POVERA PATRIA/Il canto politico di Franco Battiato

Tra i più grandi artisti italiani viventi, dobbiamo certo annoverare Franco Battiato.

Filosofo, cantante, regista, pittore, politico, Battiato è il tipico intellettuale attento ad ogni campo artistico, che non tralascia però la politica e l’impegno sociale.

Ne sono testimonianza molte sue famose canzoni, come Bandiera Bianca, dove il cantante catanese, da un ipotetico palco rialzato, usa un megafono per arrendersi, sventolando appunto bandiera bianca alla corrotta società legata solo al denaro.

Povera Patria:

Povera Patria è un brano di grande spessore politico, contenuto nel disco del 1991 Come Un Cammello In Una Grondaia.

Quest’album, che vendette più di 250.000 copie, venne indicato come migliore disco dell’anno e Povera Patria fu premiata con la “Targa Tenco”, uno dei più prestigiosi premi musicali in Italia.

In questa canzone, Battiato attacca la casta politica italiana e gli italiani stessi, commentando i fatti a lui contemporanei con la solita eleganza e pacatezza che lo contraddistingue.

Importante, per l’anno in cui venne incisa (1991), è l’uso della parola “Patria”, fino ad allora quasi del tutto scomparsa nell’arte e nella politica, a causa delle orribili conseguenze a cui quella parola aveva portato durante il primo Novecento.

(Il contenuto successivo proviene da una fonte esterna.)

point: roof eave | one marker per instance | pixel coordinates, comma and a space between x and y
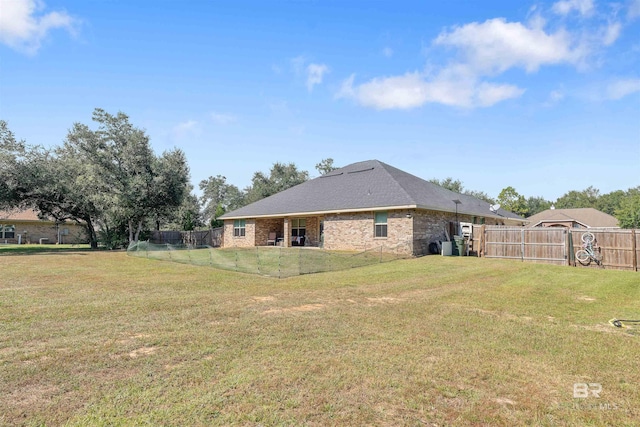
353, 210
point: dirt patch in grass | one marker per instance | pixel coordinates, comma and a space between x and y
300, 308
106, 338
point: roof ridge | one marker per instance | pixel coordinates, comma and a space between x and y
404, 190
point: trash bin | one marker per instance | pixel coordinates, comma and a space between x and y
447, 248
458, 246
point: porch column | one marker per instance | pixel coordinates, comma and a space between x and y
287, 233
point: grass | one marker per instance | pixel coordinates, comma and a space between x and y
103, 338
264, 260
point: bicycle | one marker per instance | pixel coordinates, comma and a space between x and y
589, 252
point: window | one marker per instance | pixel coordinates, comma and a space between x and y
381, 224
298, 227
7, 232
238, 227
298, 231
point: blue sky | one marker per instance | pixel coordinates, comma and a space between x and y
541, 96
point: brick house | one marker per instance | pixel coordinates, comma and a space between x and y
24, 226
359, 206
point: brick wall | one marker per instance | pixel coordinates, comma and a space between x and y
355, 232
266, 226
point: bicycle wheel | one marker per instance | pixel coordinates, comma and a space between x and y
588, 237
583, 257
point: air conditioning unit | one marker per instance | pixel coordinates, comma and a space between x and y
466, 229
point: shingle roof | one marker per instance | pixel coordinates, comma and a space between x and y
367, 185
20, 215
589, 217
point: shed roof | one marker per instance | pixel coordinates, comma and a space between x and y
368, 185
20, 215
588, 217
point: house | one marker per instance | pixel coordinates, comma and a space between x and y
360, 206
573, 218
24, 226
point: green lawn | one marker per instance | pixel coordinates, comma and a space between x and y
264, 260
103, 338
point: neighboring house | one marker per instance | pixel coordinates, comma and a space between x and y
24, 226
572, 218
359, 206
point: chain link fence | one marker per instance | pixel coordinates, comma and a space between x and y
273, 261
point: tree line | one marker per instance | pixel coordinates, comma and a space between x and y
109, 180
624, 205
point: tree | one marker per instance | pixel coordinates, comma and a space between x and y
325, 166
457, 187
219, 197
586, 198
481, 195
50, 181
450, 184
536, 205
610, 202
132, 184
628, 213
512, 201
280, 178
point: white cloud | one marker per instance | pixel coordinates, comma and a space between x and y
564, 7
451, 87
611, 33
555, 96
222, 118
23, 27
622, 87
315, 74
495, 45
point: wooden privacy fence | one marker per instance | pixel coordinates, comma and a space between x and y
211, 237
620, 248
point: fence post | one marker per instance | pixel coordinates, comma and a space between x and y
279, 260
258, 259
634, 248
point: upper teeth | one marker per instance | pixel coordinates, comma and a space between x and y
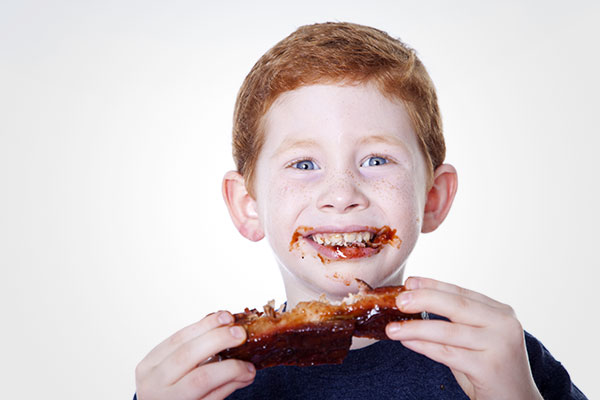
342, 239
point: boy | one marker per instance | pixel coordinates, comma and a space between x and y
337, 133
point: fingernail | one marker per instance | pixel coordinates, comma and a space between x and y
224, 318
237, 332
394, 329
405, 298
412, 283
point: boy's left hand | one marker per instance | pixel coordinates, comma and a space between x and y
483, 343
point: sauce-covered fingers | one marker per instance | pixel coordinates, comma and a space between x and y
194, 352
442, 332
455, 307
168, 346
215, 380
427, 283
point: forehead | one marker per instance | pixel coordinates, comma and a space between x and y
318, 113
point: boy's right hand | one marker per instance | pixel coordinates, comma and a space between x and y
180, 367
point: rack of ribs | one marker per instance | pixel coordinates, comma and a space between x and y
316, 332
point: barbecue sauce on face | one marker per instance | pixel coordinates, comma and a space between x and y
385, 235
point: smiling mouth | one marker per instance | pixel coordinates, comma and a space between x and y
333, 246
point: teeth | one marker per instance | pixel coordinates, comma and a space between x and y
359, 239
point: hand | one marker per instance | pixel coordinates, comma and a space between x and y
180, 367
483, 343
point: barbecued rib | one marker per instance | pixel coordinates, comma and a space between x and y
316, 332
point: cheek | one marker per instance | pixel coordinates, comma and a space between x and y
400, 201
285, 199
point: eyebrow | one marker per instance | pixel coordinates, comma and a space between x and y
386, 139
292, 143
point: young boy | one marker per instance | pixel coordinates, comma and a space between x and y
337, 133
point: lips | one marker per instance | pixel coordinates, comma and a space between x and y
333, 244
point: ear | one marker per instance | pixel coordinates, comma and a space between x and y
440, 197
241, 206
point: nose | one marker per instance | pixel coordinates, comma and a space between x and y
342, 195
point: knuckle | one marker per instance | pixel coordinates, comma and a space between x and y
177, 338
200, 377
140, 371
182, 356
462, 302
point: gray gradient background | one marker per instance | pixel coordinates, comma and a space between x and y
115, 133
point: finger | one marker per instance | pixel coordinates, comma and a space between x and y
455, 307
227, 389
166, 347
455, 358
441, 332
187, 356
420, 283
210, 377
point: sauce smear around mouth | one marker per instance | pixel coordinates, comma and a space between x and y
385, 235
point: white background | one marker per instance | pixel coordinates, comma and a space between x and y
115, 120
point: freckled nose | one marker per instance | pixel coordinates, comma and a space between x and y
341, 197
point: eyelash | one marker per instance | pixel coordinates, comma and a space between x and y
299, 160
383, 156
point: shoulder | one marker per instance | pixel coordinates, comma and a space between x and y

È Battiato uno dei primi a ridare nuove vita e nuovo significato alla parola “Patria”.

Il testo:

Con parole del tutto inusuali ad una canzone, Franco Battiato dedica la prima strofa di Povera Patria ai politici che, potendo fare tutto, schiacciano con la loro fame di potere lo Stato che invece dovrebbero amministrare:

Povera patria! Schiacciata dagli abusi del potere
di gente infame, che non sa cos’è il pudore,
si credono potenti e gli va bene quello che fanno;
e tutto gli appartiene.

Dopo aver attaccato di nuovo la casta dei politici, il cantante catanese si rivolge ai governati, ai suoi fratelli concittadini che non hanno voce nelle decisioni di palazzo. Riferendosi ai morti di mafia che, ai tempi in cui venne scritta la canzone, affollavano le vie, Battiato chiede ai suoi connazionali perché sembrino così indifferenti di fronte alla morte altrui:

Tra i governanti, quanti perfetti e inutili buffoni!
Questo paese è devastato dal dolore…
ma non vi danno un po’ di dispiacere
quei corpi in terra senza più calore?

Nel ritornello, il cantante catanese esprime un timore personale, cioè che nulla cambi; ma nel secondo verso compare una piccola luce di speranza:

Non cambierà, non cambierà
no cambierà, forse cambierà.

Battiato prosegue l’invettiva contro i propri connazionali, da lui accusati di iniziare inutili risse negli stadi e di diffondere odio tramite i giornali. I suoi concittadini vengono definiti maiali che con uno stivale (simbolo dell’Italia stessa) affondano nel fango, metafora del male da loro stessi creato. Alla fine della strofa, il cantante ammette di vergognarsi delle umili condizioni in cui si trovano molti suoi fratelli:

Ma come scusare le iene negli stadi e quelle dei giornali?
Nel fango affonda lo stivale dei maiali.
Me ne vergogno un poco, e mi fa male
vedere un uomo come un animale.

Nel secondo ritornello, il cantante modifica in parte quanto detto nel ritornello precedente: pur rimanendo il timore che nulla cambi, lo spiraglio di speranza ha ora più vigore:

Non cambierà, non cambierà
sì che cambierà, vedrai che cambierà.

Nel finale della canzone, Battiato cavalca l’onda di speranza appena aperta e spera di vivere abbastanza da vedere un cambiamento. Tuttavia, il verso finale riporta alla realtà dei fatti: nonostante la speranza appena espressa, la primavera (metafora della nuova vita, del cambiamento) tarda ad arrivare:

Voglio sperare che il mondo torni a quote più normali
che possa contemplare il cielo e i fiori,
che non si parli più di dittature
se avremo ancora un po’ da vivere…

La primavera intanto tarda ad arrivare.